Figure 7.

HIF-1α is involved in ER-stress induced CHOP-dependent apoptosis in alveolar epithelial cells. Caspase 3 activity was evaluated in primary rat AECs treated or not with the HIF-1α inhibitor YC-1 (10 μM) and exposed to normoxia (Nx) (21% of O₂) or hypoxia (Hx) (1.5% of O₂) for 24 h (A). A549 cells were transfected with either an empty pcDNA3.1 vector or a plasmid encoding HIF-1α or a mutated HIF-1α (HIF-1αΔ) unable to transactivate. Caspase 3 activity was measured 48 h after transfection (B). ATF4 (C) or ATF6α/XBP1s (E) relative transcriptional activities were evaluated in primary rat AECs treated or not with YC-1 and exposed to normoxia or hypoxia for 6 h. In A459 cells co-transfected with either an empty pcDNA3.1 vector or a plasmid encoding HIF-1α or a mutated HIF-1αΔ, ATF4 (D) or ATF6α/XBP1s (F) relative transcriptional activities were measured 48 h after transfection. CHOP mRNA expression was evaluated by RT-qPCR in primary rat AECs treated or not with YC-1 and exposed to normoxia or hypoxia for 6 h (G). CHOP mRNA expression was evaluated by RT-qPCR in A459 cells transfected with either an empty pcDNA3.1 vector or a plasmid encoding HIF-1α or mutated HIF-1αΔ 48 h post-transfection (H). A549 cells were transfected with HIF-1α siRNA or scrambled (scr) siRNA, and exposed to hypoxia (0.5% of O₂) for 24 h. CHOP expression was evaluated by RT-qPCR (I) and western blotting (J). n = at least 5 experiments.
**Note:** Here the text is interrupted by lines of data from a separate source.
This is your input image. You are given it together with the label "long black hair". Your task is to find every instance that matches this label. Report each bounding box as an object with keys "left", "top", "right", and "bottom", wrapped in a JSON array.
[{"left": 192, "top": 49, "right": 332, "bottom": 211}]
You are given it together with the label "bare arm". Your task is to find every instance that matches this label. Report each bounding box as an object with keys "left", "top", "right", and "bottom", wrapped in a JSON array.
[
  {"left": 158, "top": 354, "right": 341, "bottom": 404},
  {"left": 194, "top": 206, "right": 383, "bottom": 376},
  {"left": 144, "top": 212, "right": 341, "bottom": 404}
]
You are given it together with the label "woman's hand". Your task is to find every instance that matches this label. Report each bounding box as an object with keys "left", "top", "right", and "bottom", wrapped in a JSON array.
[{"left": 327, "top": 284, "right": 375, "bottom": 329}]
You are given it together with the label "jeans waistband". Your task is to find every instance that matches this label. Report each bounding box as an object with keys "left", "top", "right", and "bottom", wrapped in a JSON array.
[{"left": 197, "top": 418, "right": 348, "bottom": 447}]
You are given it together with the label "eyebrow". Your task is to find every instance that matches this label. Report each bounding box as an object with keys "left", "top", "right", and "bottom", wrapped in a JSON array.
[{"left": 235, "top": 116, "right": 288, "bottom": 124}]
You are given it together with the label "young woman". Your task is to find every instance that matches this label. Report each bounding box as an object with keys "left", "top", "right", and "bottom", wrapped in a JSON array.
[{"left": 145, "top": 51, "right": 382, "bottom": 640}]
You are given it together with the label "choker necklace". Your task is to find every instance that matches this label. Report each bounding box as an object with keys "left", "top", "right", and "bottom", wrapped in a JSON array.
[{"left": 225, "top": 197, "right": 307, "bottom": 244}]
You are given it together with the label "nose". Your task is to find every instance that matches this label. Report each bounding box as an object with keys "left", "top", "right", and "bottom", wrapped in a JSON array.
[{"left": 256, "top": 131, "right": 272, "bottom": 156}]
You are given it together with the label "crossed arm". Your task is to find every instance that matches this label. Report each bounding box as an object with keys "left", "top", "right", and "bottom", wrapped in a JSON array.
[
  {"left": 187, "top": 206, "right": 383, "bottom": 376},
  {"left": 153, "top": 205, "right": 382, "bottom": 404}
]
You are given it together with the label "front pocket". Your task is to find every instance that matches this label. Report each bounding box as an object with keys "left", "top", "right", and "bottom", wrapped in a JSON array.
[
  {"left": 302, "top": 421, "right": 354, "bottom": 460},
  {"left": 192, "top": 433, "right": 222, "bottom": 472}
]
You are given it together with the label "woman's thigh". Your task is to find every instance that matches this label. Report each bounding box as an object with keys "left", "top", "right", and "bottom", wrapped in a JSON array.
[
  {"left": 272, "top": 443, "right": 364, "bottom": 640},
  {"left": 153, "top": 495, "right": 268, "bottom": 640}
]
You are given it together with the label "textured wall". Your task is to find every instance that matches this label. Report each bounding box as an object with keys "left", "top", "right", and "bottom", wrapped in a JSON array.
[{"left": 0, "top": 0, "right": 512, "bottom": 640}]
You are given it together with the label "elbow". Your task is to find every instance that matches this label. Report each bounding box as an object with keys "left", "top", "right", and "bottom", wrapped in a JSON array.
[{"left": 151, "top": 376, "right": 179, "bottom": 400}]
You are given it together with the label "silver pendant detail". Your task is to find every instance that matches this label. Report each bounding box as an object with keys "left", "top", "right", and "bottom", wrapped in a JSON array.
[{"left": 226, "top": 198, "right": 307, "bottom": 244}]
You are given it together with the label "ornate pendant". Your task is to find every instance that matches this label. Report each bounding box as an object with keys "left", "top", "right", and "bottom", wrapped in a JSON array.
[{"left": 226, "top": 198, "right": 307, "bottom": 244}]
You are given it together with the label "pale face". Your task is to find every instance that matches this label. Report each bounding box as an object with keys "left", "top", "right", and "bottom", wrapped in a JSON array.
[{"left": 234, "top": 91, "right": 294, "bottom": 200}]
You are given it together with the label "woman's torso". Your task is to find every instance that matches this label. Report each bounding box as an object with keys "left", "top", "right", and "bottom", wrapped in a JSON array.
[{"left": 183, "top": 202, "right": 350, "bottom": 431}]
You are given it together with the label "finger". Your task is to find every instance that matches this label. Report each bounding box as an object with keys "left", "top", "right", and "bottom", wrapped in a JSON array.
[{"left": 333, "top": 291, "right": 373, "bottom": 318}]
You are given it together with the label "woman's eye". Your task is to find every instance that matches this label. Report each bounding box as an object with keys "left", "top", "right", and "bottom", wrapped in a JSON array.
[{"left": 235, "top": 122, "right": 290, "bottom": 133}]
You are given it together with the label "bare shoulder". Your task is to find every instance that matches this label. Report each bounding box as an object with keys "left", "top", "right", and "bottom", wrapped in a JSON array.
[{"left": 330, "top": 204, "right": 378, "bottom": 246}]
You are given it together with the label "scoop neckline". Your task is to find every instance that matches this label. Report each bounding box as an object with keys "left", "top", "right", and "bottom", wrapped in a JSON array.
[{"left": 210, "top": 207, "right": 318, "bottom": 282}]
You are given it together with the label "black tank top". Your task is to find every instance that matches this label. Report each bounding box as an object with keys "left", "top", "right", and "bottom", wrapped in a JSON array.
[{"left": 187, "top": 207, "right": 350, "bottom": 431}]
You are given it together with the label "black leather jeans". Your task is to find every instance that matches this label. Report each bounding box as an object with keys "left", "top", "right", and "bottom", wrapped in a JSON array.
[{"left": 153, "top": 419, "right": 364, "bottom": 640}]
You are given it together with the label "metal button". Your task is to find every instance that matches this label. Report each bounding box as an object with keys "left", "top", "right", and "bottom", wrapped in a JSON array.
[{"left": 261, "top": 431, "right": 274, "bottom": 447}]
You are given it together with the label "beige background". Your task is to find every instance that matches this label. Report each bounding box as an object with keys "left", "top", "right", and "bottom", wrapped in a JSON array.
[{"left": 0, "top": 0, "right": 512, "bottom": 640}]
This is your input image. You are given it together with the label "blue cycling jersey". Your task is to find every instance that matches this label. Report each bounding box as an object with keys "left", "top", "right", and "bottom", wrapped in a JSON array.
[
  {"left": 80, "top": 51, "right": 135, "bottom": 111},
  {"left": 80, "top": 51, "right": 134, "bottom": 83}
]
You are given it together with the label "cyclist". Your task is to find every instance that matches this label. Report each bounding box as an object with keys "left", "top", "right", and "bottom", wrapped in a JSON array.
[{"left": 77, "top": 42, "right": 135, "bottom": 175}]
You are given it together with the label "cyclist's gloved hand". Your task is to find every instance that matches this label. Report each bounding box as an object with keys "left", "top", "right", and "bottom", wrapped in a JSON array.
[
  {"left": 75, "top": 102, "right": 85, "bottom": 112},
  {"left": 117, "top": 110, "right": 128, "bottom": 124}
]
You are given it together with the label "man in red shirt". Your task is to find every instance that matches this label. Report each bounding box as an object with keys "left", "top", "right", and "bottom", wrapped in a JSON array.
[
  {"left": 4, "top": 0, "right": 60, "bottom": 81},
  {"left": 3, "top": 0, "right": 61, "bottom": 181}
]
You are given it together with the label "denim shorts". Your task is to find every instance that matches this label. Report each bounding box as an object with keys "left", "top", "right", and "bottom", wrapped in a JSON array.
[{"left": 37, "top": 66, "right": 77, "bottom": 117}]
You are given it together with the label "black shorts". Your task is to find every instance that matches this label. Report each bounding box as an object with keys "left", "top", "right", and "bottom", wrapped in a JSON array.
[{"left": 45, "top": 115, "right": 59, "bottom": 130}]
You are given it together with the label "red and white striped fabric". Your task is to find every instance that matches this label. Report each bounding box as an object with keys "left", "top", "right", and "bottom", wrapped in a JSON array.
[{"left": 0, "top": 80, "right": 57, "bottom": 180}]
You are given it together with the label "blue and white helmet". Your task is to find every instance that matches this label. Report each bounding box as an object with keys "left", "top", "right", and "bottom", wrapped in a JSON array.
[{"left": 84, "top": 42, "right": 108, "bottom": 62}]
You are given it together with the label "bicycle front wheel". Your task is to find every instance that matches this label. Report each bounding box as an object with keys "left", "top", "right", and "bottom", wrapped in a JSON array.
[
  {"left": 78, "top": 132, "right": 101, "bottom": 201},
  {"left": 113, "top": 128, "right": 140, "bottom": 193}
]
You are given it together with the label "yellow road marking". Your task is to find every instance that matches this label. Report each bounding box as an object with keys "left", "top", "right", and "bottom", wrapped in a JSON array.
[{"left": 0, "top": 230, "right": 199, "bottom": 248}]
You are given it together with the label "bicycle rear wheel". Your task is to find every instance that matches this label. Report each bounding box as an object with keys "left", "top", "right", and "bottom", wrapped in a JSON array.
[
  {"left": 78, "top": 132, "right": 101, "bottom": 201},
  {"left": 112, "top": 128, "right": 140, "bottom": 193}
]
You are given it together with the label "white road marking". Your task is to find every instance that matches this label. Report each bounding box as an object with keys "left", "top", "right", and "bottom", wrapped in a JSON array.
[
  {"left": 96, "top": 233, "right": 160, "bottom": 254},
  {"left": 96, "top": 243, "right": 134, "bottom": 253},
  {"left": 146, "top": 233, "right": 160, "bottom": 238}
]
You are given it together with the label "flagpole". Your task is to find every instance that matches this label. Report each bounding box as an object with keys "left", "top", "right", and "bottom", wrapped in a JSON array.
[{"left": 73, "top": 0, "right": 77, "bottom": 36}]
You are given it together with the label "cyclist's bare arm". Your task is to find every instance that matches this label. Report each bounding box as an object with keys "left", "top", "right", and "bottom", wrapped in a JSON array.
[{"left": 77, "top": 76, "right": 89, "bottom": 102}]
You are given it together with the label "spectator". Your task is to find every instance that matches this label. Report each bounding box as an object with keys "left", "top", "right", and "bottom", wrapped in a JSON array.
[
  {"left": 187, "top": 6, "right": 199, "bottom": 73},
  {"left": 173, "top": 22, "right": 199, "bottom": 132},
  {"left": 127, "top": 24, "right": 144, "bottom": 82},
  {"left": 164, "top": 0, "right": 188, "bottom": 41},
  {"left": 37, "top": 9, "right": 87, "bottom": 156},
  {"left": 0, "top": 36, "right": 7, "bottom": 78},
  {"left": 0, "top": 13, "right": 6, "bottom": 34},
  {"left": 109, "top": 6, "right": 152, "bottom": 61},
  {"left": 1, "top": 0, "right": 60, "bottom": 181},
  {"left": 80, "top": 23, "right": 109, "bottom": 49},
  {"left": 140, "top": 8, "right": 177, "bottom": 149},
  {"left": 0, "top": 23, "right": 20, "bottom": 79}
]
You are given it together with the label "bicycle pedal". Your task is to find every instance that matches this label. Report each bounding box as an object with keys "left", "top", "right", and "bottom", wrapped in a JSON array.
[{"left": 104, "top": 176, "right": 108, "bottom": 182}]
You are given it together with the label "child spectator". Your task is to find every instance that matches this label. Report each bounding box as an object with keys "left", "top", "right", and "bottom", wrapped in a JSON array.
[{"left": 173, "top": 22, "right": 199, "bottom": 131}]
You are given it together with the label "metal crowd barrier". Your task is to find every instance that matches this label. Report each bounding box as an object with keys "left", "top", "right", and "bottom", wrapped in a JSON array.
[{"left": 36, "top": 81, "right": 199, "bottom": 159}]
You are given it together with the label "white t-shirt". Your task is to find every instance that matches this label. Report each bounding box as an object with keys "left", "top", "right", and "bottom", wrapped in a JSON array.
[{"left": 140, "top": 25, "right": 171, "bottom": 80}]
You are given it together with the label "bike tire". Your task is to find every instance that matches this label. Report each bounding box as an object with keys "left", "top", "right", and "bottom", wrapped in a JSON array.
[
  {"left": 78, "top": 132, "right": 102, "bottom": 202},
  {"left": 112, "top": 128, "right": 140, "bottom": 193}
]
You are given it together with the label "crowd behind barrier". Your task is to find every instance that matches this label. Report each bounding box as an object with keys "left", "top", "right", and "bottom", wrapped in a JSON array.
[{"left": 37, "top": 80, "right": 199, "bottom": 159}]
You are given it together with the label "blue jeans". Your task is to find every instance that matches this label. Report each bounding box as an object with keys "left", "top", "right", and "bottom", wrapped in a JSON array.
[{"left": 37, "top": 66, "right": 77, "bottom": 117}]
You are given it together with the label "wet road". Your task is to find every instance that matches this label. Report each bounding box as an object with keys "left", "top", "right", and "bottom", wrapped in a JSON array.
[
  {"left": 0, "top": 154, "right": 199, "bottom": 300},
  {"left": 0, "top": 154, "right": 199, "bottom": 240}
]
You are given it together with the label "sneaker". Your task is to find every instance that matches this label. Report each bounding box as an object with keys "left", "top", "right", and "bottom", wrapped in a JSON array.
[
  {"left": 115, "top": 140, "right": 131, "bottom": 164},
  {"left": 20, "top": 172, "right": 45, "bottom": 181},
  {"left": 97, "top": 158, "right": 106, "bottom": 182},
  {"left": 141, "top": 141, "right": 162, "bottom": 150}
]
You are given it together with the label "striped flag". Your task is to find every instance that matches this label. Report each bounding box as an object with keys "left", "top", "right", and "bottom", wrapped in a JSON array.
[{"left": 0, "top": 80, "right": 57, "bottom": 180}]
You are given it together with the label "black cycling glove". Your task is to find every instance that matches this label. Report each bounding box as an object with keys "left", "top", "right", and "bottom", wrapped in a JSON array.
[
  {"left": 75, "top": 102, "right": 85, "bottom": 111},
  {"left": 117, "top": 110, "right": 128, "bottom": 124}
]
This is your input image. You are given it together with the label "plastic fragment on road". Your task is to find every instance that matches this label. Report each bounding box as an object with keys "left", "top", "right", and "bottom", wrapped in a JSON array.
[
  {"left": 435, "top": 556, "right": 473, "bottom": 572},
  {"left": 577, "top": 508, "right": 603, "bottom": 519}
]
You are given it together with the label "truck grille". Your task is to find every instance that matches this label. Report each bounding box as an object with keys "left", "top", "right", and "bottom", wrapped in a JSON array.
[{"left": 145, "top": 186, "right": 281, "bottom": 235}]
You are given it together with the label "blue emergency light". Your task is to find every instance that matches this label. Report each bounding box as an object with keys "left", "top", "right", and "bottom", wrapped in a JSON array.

Data were submitted to a Kruskal-Wallis one-way analysis of variance followed by a Dunn’s multiple comparison tests. *P < 0.05, ***P < 0.001: significantly different from normoxic control value (A,C,E,G), from value in normoxic scrambled-transfected cells (I–J) or from value in normoxic pcDNA3.1-transfected cells (B,D,F,H). ^#P < 0.05, significantly different from value in untreated hypoxic cells (A,C,E,G), in hypoxic cells transfected with scrambled siRNA (I–J), or in hypoxic cells transfected with pcDNA3.1 (B,D,F,H).